New York’s Upstart Investors Find Big Profit

As New York City sales began recovering from the paralyzing real estate downturn, scores of investors worldwide launched companies and funds to buy up what they expected would be a windfall of distressed assets here, with billions of dollars of global wealth competing to back them.

But these newcomers faced competition for properties from aggressive, established buyers such as SL Green Realty, Extell Development, Thor Equities and the Chetrit Group.

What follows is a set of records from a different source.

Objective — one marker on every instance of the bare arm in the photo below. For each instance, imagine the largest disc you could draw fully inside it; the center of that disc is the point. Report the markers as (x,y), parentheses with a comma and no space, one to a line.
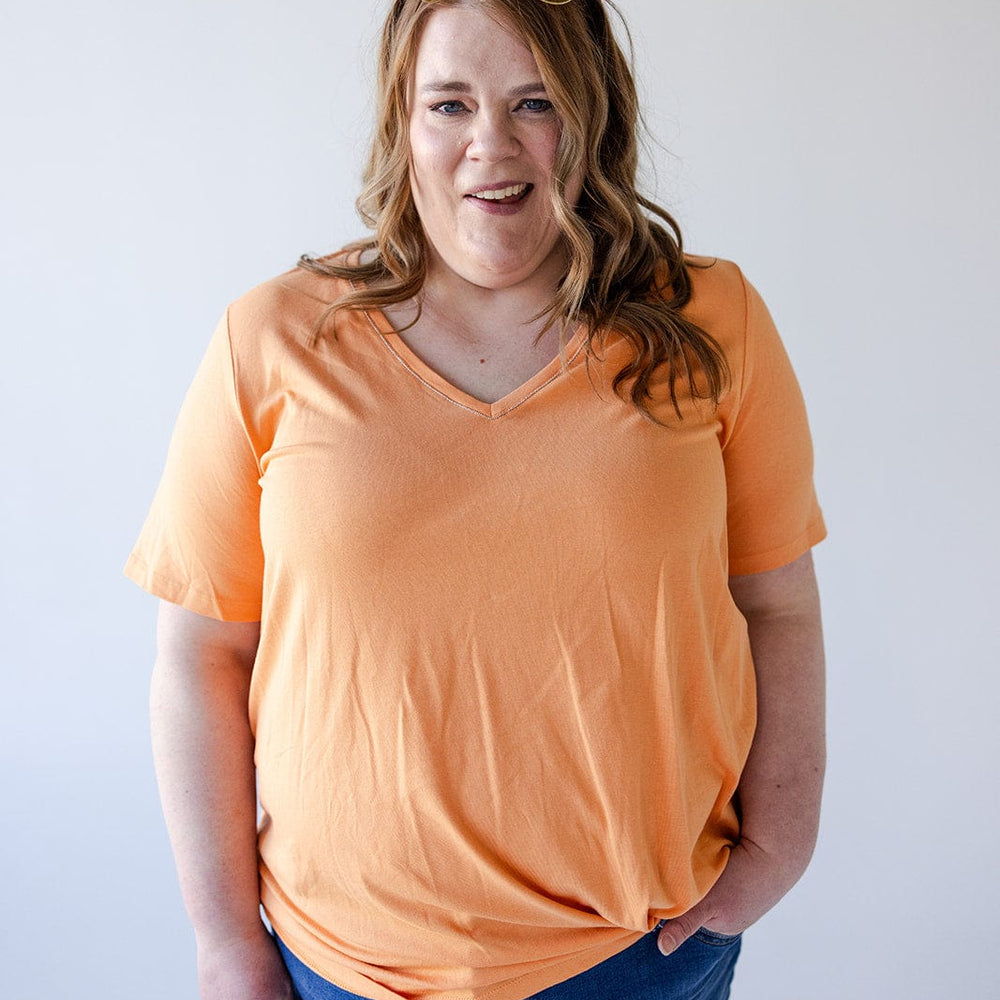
(782,783)
(203,750)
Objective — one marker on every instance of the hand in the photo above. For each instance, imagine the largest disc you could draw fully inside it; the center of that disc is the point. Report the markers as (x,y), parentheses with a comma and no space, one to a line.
(752,882)
(247,968)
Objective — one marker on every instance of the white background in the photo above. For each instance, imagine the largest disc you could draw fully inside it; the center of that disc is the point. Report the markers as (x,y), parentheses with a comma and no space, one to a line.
(159,159)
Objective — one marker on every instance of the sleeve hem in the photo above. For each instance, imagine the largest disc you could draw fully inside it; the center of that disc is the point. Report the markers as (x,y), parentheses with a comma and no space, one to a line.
(188,596)
(761,562)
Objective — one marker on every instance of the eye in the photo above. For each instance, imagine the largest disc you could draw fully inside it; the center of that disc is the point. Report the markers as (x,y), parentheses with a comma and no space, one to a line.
(536,105)
(448,108)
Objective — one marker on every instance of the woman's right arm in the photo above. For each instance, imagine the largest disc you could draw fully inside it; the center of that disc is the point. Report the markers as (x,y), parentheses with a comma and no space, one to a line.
(203,751)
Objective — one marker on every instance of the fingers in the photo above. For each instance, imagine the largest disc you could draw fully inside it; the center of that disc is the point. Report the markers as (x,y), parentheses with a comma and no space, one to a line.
(675,932)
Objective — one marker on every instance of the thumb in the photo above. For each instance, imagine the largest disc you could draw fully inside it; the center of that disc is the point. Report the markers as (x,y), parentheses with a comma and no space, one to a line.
(675,932)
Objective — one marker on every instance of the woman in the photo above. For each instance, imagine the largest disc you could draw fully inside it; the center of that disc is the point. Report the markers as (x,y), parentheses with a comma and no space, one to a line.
(466,537)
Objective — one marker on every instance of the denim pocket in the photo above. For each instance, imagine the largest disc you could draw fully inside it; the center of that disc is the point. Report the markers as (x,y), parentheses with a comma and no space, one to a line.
(707,936)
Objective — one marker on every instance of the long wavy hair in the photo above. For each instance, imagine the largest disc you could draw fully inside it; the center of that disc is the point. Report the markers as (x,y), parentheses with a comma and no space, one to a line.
(626,267)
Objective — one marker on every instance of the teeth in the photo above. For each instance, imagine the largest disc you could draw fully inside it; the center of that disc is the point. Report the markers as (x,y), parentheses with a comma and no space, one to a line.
(514,189)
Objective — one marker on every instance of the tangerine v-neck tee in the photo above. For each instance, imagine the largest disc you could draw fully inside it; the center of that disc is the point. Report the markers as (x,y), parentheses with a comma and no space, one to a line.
(502,696)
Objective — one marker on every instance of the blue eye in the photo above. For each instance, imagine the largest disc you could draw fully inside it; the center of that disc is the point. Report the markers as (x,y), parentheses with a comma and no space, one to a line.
(536,104)
(448,107)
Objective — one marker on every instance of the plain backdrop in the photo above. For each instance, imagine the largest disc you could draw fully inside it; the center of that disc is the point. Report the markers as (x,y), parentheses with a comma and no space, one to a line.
(160,159)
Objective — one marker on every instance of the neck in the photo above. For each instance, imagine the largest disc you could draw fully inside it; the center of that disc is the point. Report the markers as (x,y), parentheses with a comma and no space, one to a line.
(480,314)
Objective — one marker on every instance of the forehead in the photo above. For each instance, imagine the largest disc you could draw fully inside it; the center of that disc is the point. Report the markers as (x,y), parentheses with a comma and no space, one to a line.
(469,43)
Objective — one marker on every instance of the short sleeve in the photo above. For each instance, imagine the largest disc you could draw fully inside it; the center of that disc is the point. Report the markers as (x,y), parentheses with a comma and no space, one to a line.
(200,546)
(773,516)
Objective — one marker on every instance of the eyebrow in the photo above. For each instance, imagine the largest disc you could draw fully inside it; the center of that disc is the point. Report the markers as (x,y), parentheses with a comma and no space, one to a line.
(459,86)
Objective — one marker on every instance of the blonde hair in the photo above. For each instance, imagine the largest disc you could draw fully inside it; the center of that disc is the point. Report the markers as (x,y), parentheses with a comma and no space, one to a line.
(626,270)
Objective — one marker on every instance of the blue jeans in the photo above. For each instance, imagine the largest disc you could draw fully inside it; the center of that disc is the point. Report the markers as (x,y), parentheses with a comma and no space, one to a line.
(701,969)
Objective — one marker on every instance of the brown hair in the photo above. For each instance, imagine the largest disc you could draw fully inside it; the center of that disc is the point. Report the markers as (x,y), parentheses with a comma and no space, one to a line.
(626,269)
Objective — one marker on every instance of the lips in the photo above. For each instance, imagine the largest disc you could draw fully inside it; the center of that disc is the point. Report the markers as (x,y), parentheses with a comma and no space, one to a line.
(508,194)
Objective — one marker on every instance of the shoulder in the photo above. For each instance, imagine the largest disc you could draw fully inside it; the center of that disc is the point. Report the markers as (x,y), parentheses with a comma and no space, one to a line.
(291,311)
(286,300)
(719,295)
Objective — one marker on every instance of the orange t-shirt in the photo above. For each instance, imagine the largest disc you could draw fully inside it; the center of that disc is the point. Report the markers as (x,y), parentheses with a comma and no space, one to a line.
(502,697)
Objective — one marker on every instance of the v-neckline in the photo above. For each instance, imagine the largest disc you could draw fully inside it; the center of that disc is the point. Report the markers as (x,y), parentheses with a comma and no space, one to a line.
(439,385)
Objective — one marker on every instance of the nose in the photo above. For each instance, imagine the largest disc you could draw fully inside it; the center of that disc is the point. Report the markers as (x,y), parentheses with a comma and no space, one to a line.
(493,137)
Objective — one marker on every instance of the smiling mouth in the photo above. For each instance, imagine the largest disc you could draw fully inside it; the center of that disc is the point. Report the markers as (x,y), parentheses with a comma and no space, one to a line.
(504,196)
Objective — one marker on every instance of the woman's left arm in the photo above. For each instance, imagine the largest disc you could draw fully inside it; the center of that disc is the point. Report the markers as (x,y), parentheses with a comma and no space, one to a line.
(782,783)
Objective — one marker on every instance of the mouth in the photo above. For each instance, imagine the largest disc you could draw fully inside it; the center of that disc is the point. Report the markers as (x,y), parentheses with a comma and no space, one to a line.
(508,195)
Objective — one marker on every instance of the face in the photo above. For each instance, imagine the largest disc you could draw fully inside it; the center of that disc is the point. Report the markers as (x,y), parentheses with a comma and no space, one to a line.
(483,139)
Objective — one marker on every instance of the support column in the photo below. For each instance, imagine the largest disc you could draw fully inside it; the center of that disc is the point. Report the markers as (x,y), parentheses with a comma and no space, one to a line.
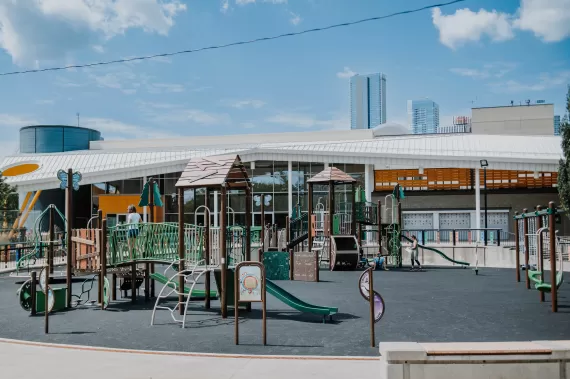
(144,208)
(216,209)
(478,203)
(368,189)
(369,181)
(290,187)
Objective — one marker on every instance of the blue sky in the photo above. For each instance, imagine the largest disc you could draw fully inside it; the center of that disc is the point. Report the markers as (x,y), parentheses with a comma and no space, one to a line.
(475,53)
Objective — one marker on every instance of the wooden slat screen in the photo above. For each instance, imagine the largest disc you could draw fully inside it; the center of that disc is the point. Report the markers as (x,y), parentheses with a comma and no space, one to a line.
(434,179)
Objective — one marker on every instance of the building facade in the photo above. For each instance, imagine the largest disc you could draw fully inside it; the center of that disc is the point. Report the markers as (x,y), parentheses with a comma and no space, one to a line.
(557,125)
(441,175)
(367,101)
(519,120)
(423,116)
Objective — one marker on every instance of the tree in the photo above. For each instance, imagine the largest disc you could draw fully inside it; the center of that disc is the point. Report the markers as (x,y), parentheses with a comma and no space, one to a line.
(564,166)
(8,203)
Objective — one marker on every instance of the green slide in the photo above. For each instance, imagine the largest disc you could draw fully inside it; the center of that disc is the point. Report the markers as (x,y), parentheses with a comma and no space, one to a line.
(437,252)
(296,303)
(197,294)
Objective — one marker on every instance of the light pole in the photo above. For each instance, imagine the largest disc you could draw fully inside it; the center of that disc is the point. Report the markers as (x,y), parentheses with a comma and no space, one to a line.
(484,164)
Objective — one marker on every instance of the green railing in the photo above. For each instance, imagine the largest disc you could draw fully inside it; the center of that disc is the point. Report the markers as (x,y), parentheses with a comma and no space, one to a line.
(299,227)
(366,213)
(153,242)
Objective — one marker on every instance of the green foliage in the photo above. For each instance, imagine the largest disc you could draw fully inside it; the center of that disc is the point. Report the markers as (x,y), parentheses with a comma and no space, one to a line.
(564,165)
(8,203)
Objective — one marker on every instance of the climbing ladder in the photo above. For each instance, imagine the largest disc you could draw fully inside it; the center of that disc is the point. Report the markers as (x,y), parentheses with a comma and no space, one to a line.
(171,288)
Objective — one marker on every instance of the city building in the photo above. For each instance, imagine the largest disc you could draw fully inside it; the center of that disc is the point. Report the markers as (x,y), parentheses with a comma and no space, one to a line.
(441,175)
(461,124)
(557,125)
(423,116)
(367,101)
(527,119)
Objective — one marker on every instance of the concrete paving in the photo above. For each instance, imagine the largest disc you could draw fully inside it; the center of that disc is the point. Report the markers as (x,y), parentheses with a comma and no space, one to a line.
(32,361)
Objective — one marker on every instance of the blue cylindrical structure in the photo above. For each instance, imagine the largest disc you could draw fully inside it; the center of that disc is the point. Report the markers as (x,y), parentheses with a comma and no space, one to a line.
(39,139)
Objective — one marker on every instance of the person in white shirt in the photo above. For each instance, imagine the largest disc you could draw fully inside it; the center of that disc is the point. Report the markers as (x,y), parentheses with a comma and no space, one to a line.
(133,219)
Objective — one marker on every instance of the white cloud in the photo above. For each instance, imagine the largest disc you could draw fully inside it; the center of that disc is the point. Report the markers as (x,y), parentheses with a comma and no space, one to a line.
(309,121)
(295,18)
(98,48)
(45,102)
(497,70)
(32,30)
(112,129)
(165,113)
(346,73)
(468,26)
(245,2)
(545,81)
(547,19)
(241,104)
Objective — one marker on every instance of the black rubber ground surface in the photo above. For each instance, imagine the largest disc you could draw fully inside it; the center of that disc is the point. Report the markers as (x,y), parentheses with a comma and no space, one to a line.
(440,305)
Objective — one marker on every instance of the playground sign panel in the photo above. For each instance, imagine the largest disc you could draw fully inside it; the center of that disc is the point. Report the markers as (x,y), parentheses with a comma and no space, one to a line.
(250,284)
(249,287)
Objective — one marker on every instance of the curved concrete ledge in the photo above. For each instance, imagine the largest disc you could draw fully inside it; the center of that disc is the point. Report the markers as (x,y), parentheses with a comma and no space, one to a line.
(21,359)
(517,360)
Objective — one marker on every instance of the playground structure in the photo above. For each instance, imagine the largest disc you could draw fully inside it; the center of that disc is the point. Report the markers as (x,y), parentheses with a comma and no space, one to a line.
(536,240)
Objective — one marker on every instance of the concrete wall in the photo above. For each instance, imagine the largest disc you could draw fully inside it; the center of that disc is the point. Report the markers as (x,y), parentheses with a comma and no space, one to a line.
(506,360)
(516,120)
(514,202)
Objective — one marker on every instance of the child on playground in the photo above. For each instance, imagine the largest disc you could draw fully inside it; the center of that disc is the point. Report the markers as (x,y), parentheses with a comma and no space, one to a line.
(414,254)
(379,261)
(133,219)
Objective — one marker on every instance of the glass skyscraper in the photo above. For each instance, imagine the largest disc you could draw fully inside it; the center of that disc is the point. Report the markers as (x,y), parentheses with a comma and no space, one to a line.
(367,101)
(556,125)
(423,116)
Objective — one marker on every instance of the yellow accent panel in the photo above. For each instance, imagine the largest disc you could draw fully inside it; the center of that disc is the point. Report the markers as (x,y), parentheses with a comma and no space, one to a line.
(21,169)
(118,204)
(460,179)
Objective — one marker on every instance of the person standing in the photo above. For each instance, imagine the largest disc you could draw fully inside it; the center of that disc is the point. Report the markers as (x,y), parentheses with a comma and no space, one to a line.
(415,254)
(133,220)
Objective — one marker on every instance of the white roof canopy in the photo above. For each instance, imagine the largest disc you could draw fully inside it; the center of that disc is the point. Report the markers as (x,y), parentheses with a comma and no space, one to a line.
(528,153)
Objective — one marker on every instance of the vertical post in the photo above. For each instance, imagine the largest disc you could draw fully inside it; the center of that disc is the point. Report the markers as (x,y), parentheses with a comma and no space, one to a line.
(379,217)
(33,293)
(247,233)
(371,304)
(262,223)
(49,266)
(103,259)
(68,243)
(517,248)
(485,180)
(353,216)
(399,235)
(207,222)
(526,245)
(223,251)
(151,266)
(181,246)
(552,237)
(539,252)
(331,209)
(99,225)
(290,187)
(310,215)
(477,203)
(264,305)
(236,306)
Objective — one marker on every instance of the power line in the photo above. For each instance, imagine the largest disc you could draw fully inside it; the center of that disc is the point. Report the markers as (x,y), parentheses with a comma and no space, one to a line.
(214,47)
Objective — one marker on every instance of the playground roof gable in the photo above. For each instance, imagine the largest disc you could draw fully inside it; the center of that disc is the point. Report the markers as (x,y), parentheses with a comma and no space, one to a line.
(215,171)
(332,174)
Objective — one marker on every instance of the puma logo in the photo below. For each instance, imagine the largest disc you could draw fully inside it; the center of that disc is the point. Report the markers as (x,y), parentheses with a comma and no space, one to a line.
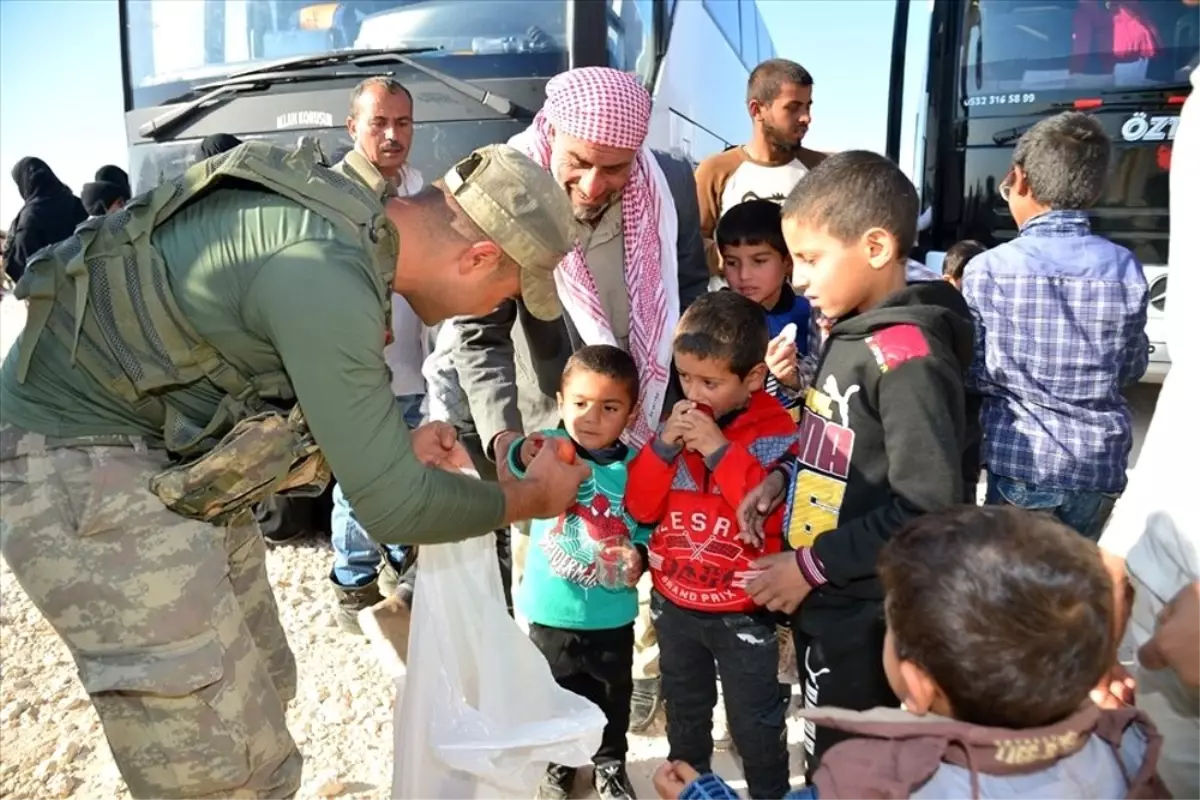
(839,400)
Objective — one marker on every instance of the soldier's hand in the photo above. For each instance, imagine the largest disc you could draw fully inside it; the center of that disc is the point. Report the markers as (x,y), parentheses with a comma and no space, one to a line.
(558,482)
(501,444)
(433,444)
(1176,641)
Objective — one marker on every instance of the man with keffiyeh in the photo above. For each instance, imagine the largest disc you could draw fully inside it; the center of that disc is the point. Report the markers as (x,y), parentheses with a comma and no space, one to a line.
(639,265)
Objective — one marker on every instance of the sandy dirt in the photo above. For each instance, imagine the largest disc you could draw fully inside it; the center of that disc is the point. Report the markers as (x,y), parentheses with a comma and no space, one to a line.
(52,744)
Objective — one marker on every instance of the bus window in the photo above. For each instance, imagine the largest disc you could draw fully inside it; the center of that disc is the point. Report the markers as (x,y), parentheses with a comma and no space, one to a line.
(631,37)
(749,52)
(171,41)
(1015,48)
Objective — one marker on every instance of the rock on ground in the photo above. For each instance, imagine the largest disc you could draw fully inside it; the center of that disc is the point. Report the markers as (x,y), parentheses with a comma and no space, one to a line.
(52,744)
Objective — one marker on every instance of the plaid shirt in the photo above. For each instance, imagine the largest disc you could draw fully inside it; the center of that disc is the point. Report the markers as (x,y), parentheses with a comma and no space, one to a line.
(1060,328)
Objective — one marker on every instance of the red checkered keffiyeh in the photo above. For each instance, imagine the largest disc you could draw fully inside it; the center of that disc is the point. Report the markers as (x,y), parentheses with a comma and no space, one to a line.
(609,107)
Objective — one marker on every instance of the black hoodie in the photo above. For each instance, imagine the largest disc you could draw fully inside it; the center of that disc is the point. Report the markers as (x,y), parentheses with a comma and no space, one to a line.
(49,215)
(882,439)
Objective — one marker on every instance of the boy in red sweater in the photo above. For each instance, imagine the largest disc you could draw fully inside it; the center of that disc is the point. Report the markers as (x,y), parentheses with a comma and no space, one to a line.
(718,444)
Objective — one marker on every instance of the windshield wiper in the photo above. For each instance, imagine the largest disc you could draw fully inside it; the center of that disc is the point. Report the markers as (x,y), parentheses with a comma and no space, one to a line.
(498,103)
(219,91)
(297,70)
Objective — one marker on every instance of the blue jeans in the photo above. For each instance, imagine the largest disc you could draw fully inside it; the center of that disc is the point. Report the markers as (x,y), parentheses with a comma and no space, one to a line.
(1084,511)
(357,557)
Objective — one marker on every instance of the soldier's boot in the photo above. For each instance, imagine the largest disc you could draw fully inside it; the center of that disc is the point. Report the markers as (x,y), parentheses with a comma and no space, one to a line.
(387,625)
(389,579)
(351,600)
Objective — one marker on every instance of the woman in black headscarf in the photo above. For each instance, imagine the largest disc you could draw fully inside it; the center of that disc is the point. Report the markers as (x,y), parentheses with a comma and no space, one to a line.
(49,215)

Still, a few new companies have succeeded in landing significant deals and cobbling together portfolios since the recession. This month, The Real Deal used data from the research firm Real Capital Analytics to identify 10 new players that have spent at least $80 million buying two or more New York properties since 2010.

ClearRock Properties
Founded: 2009
Principals: Doug Winshall and Steve Grant

Tishman Speyer alum Steve Grant and Taconic Investment Partners’ Doug Winshall teamed up to form ClearRock Properties in 2009. Based at 1221 Sixth Avenue in Midtown, the investment firm focuses on repositioning under-performing office buildings in New York City and throughout the Northeast.

This is not the first venture Winshall and Grant have launched together. In 1997, they founded the first New York office of landlord Trizec Properties, building a portfolio of 8 million square feet in just two years, before Grant moved to Tishman Speyer and Winshall headed to Taconic.

This time around, however, they don’t expect to rush into a huge portfolio. In fact, it took some three years before they closed on their first New York City purchase: In February, ClearRock paid Yeshiva University $87.5 million for two Manhattan office buildings, at 920 Broadway and 9 East 38th Street. Grant said his five-person firm beat out competing bidders in the deal because it approached the transaction somewhat differently than others. Yeshiva was selling a larger package of buildings, he said, and ClearRock offered to buy all of them at one time as a way to “minimize [Yeshiva’s] transaction risk.”

But while ClearRock closed on its portion of the deal, which was brokered by Massey Knakal Realty Services, it sold the contract to another firm, which bought the balance of the buildings, a source familiar with the transaction said.

“You hope to see something that others don’t, that leads to a more creative approach about how to structure the transaction,” Grant said.

He added that the firm is looking around for other acquisitions. “We have our eyes on many” properties, he said.